CEO Slumbers Awakens R&A from Near-Vegetative State

How ironic is it that the man engaged specifically to modernize and manage change in golf’s most influential governing body should be called ‘Slumbers,’ within an organization that has in effect sleepwalked its way through the past 250 years. But, as Mike Wilson finds out, change for the better is well underway in creating a venerable organization fit for purpose for the many challenges facing it in the 21st century

Martin Slumbers, the R&A CEO, a former director at global bankers Salomon Brothers, then Deutsche Bank

The most noteworthy thing about the R&A was that the ‘Secretary,’ not only held but also worked from arguably the most prestigious office in world sport, the capacious first-floor workspace in the stately R&A Clubhouse looking out over the first tee and 18th green of the Old Course, master of all he surveys indeed.
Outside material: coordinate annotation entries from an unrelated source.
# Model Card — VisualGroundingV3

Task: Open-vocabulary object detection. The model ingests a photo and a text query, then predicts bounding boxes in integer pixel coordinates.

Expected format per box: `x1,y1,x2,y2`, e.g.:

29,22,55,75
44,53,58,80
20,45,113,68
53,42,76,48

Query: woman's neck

Throughout the years, various incumbents, up to and including the immediate past pair of Sir Michael Bonallack and Peter Dawson, both entrenched, establishment figures who played foresomes golf together at Thorpe Park, happy to have a light hand on the tiller as the good ship R&A sailed serenely around the world with the exception of the USA.

Bonallack was R&A Secretary from 1984 to 1999, combining high office with a stellar amateur playing career, winning the British Amateur Championship on five occasions and winning the Silver Medal as leading amateur at the Open Championship twice, in 1968 and 1971.

Under a man who was greatly revered as a player and administrator who did little but maintain the status quo, and the public image of the R&A, which at that time included the 2,400-strong all-male Royal and Ancient Golf Club of St. Andrews (of which the 82-year-old captained in 2000), the R&A’s rule making responsibilities and running a portfolio of major events including the Open Championship and the Amateur Championship.

Under Bonallack, in an era of deference and reverence when Social Media was still a million-miles-away, little changed, but then that was the name of the game, and by the time he was replaced by Oxbridge-educated Peter Dawson in 1999, the seeds of change, in society and golf were beginning to germinate. Dawson, whose anticipated peerage seems lost in the post, the man to tend to these from the lofty office in the ‘Auld Grey Toun.’

One of the first and most noteworthy changes that came in with Dawson was a change of title, from, ‘Secretary’ to,’ Chief Executive Officer,’ reflecting the changing times and a more business-orientated approach within the organization. Change, certainly by comparison with his predecessor’s era, coming thick-and-fast.

First-up, in 2004, the R&A as the rules-making/enforcing governing body and event organizer parted company with the private member’s club of the same name. But it took Dawson a decade more - and considerable flak to boot - before the all-male membership of the club he still, administratively if not practically, presided over voted to admit women members into its ranks.

Dawson was ‘Old School’, for sure, never use ten words when two would do, working in the labyrinthine committee structure of the golf establishment - the R&A, the USGA, the International Golf Federation (IGF) and, latterly, the International Olympic Committee (IOC) when golf got in on the Olympic Games for two cycles at least, Rio in 2016, Tokyo in 2020.